The "Hind-E" carried two hard points for these missiles at the wing endplates. Experiments were conducted around 1986 to increase the firepower of the Mi-24V by doubling the number of missiles attached to the wing tips and also by hanging under the outboard wing pylons double racks that could carry four additional missiles each (they were probably the same type of rack as that fitted to the Ka-29). Therefore, a Mi-24V in that configuration could carry up to 16 anti-tank missiles!
The photos can be found here -
The Hind is by far the most common gunship used by Redfor and the only one available to armoured decks. All versions of the Mi-24 in Wargame have mediocre stabs, although the missiles it uses are command-guided and the sight itself is stabilised, tracking the missile with an IR sensor - this system was called Raduga, tested first on the Mi-24D. There are three variants of Shturm - the 9M114 Shturm-V came out in 1976, followed in 1981 by 9M114M1/Shturm-2 and in 1988, 9M114M2, which was called.. Shturm-3 (not very imaginative IMO). It's been said before, but all these missiles achieved high level of accuracy. The 9M114M2 however, has a second warhead which is designed to deal with ERA. As far as Wargame is concerned, they compare poorly to TOW-2 and are lacking in AP.
My suggestions are -
1) Arm Mi-24VP with 9M114M2, increase AP to 23/4 and (preferably) 8 missiles.
2) Arm NSWP Hinds with 9M114M1/Kokon-M to match their intro date (1985).
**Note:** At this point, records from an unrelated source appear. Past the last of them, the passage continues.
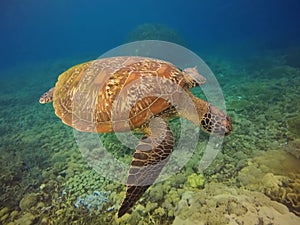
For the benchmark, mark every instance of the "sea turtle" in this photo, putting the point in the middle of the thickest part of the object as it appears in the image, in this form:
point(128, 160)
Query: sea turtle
point(147, 90)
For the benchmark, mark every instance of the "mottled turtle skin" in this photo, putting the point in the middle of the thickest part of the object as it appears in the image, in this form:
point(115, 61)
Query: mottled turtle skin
point(133, 93)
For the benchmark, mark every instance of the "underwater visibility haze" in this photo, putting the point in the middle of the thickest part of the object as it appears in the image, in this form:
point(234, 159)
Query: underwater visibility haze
point(241, 56)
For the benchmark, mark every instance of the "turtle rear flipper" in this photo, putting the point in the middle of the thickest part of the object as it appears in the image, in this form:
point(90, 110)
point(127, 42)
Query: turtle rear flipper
point(47, 96)
point(150, 156)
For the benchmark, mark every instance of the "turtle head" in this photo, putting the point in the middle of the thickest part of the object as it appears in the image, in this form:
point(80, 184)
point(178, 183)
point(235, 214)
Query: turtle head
point(47, 96)
point(215, 121)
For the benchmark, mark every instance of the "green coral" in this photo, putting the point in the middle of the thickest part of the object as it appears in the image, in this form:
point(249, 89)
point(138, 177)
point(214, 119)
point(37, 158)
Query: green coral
point(196, 180)
point(29, 201)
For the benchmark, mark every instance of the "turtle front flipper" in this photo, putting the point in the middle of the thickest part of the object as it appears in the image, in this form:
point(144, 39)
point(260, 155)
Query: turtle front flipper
point(150, 156)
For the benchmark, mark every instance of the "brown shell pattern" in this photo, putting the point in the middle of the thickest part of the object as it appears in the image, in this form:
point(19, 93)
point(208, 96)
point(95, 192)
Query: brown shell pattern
point(116, 94)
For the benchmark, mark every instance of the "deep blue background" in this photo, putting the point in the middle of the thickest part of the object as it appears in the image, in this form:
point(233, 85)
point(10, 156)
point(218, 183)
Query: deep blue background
point(42, 29)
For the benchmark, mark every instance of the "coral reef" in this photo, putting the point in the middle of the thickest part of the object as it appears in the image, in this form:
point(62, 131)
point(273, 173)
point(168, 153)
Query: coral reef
point(219, 204)
point(94, 201)
point(196, 180)
point(43, 173)
point(276, 174)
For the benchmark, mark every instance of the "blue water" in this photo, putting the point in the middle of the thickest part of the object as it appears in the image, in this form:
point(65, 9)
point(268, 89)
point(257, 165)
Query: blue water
point(41, 30)
point(253, 49)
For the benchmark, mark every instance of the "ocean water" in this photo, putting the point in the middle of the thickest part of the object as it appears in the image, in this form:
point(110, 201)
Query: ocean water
point(51, 174)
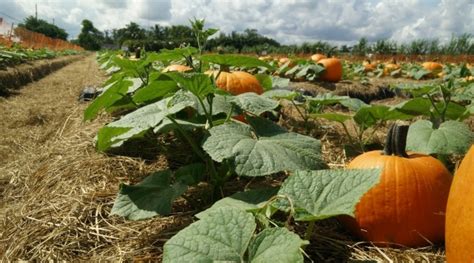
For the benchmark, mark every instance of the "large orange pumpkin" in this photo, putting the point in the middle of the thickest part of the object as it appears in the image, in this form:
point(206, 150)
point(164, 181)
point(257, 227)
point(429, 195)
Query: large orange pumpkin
point(179, 68)
point(460, 213)
point(333, 72)
point(408, 206)
point(317, 57)
point(237, 82)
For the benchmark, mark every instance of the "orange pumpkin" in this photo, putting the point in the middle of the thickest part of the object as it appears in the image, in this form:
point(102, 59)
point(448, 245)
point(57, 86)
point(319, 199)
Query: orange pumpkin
point(179, 68)
point(333, 69)
point(389, 68)
point(460, 213)
point(237, 82)
point(434, 67)
point(285, 60)
point(408, 206)
point(317, 57)
point(369, 66)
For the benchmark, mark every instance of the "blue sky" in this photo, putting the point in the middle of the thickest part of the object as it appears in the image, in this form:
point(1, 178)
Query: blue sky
point(288, 21)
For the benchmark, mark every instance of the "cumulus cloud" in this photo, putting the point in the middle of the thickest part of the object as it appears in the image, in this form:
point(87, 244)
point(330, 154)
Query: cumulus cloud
point(288, 21)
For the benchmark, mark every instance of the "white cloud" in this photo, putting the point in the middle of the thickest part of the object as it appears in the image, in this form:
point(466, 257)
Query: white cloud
point(288, 21)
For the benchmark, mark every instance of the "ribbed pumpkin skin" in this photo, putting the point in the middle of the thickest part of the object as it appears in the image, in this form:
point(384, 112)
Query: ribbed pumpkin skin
point(333, 68)
point(179, 68)
point(237, 82)
point(409, 203)
point(460, 213)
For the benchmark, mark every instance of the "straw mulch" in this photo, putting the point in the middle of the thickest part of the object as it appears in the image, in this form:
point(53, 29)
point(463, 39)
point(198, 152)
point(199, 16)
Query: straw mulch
point(56, 191)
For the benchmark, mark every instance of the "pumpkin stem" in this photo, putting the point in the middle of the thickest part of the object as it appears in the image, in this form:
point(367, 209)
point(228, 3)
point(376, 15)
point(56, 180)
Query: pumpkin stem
point(388, 149)
point(400, 142)
point(396, 141)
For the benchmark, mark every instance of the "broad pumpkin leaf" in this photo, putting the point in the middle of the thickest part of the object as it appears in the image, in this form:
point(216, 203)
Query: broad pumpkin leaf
point(278, 82)
point(197, 83)
point(368, 116)
point(111, 94)
point(226, 235)
point(276, 245)
point(246, 201)
point(235, 60)
point(175, 54)
point(326, 193)
point(151, 197)
point(136, 123)
point(221, 236)
point(263, 148)
point(281, 94)
point(451, 137)
point(341, 118)
point(153, 91)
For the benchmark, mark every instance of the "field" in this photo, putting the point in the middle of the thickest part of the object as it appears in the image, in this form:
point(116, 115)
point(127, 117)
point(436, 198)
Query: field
point(59, 191)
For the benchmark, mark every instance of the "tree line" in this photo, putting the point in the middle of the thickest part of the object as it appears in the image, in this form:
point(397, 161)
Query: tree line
point(158, 37)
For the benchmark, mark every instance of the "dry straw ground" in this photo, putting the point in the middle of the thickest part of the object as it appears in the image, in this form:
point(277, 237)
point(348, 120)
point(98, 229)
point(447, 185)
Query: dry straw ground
point(56, 191)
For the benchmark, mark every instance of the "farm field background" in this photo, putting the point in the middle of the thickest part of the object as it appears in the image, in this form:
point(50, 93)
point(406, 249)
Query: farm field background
point(182, 144)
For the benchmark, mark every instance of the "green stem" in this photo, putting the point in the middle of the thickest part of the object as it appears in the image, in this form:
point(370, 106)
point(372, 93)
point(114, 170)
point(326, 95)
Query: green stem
point(309, 230)
point(349, 136)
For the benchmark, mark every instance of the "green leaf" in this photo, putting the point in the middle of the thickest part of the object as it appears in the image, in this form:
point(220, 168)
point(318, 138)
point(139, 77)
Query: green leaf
point(221, 236)
point(245, 201)
point(138, 122)
point(151, 197)
point(341, 118)
point(276, 245)
point(263, 148)
point(278, 82)
point(111, 94)
point(175, 54)
point(153, 91)
point(281, 94)
point(370, 115)
point(254, 103)
point(451, 137)
point(197, 83)
point(235, 60)
point(191, 174)
point(265, 80)
point(327, 193)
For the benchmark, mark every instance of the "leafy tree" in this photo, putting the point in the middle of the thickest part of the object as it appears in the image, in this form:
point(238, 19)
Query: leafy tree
point(90, 37)
point(41, 26)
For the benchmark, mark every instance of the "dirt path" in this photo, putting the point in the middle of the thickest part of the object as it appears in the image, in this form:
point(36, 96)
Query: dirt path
point(56, 191)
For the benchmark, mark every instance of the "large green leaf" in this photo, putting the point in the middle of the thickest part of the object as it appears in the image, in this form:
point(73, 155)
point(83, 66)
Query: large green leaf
point(175, 54)
point(338, 117)
point(327, 193)
point(197, 83)
point(281, 94)
point(153, 91)
point(246, 201)
point(221, 236)
point(262, 148)
point(111, 94)
point(137, 122)
point(276, 245)
point(153, 196)
point(370, 115)
point(235, 60)
point(450, 137)
point(225, 235)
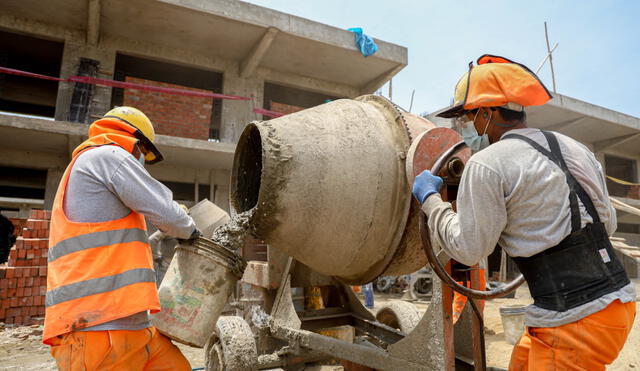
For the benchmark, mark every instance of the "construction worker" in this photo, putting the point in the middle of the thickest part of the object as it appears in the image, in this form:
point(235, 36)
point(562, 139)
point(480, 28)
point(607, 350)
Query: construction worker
point(542, 197)
point(100, 283)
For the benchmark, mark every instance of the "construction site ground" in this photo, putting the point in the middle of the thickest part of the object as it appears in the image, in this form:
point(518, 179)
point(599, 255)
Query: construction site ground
point(21, 347)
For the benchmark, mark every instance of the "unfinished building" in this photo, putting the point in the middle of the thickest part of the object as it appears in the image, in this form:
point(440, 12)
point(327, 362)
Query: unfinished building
point(282, 63)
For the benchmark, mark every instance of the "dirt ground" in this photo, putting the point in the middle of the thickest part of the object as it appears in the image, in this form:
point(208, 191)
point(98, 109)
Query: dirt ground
point(21, 347)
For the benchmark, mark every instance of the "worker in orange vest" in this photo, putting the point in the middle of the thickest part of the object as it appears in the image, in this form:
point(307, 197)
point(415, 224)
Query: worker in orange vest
point(101, 283)
point(543, 197)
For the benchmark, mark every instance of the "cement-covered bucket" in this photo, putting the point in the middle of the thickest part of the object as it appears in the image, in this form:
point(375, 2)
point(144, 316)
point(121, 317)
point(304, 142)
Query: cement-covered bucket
point(195, 289)
point(329, 187)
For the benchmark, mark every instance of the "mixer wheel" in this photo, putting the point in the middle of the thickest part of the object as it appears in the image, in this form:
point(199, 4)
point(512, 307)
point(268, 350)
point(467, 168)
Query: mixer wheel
point(400, 315)
point(232, 347)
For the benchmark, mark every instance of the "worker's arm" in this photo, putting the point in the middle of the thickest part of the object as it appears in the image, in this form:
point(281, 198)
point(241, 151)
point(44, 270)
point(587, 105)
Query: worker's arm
point(139, 191)
point(472, 232)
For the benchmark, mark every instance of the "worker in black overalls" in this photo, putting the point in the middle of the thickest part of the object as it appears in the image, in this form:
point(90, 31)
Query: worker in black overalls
point(542, 197)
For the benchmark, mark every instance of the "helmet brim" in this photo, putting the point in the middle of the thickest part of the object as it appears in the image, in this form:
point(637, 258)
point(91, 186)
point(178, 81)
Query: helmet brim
point(451, 111)
point(152, 154)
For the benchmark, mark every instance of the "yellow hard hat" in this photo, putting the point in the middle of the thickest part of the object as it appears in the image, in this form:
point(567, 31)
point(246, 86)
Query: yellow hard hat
point(496, 82)
point(144, 133)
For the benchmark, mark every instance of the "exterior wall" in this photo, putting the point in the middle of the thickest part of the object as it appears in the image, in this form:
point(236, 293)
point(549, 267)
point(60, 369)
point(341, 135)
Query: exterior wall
point(235, 115)
point(180, 116)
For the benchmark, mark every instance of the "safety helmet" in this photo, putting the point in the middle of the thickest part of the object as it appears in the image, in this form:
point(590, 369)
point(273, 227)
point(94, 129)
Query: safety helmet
point(496, 82)
point(144, 131)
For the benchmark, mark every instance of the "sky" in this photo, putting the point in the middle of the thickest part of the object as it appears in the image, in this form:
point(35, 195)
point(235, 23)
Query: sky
point(597, 59)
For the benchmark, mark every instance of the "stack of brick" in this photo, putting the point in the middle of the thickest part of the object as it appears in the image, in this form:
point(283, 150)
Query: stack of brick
point(175, 115)
point(18, 225)
point(23, 283)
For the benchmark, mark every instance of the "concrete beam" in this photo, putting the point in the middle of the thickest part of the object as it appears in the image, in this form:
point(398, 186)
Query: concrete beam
point(174, 55)
point(376, 83)
point(308, 83)
point(608, 143)
point(596, 112)
point(93, 22)
point(31, 159)
point(40, 29)
point(251, 62)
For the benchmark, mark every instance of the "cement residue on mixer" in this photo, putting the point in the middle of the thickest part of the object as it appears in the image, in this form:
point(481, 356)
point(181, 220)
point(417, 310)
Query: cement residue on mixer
point(233, 233)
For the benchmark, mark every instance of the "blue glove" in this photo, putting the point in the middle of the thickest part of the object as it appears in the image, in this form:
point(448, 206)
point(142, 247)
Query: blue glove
point(425, 185)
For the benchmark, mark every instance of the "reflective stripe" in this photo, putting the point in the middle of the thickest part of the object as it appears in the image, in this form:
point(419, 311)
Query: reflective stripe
point(99, 285)
point(96, 239)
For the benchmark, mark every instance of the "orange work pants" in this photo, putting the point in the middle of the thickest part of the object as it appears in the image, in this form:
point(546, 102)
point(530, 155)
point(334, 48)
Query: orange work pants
point(587, 344)
point(145, 349)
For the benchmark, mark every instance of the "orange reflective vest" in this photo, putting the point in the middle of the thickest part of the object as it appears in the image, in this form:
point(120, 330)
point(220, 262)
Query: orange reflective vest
point(97, 272)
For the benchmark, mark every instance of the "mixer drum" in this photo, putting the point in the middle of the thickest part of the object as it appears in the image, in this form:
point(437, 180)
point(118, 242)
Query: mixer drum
point(329, 187)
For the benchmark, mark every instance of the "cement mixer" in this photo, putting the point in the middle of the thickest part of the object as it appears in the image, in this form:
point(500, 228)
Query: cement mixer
point(328, 190)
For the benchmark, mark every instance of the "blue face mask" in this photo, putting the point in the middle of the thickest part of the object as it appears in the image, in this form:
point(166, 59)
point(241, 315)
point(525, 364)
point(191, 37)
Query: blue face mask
point(471, 137)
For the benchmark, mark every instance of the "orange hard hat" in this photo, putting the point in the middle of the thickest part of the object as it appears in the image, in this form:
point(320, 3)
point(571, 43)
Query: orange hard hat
point(496, 82)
3) Give one of the NSWP Hinds 16 missiles..
4) Replace NK Mi-24D Fleyta with the 9M114 or 9N114M1, in any combo.
Also consider giving 60% accuracy/50% stabs to the M1 and M2 - they would still be less effective than the Ataka or Vikhr, but on a par with everything else. My preference for the heavy ATGM load would be either Poland or East Germany, but I think the Poles could use it most.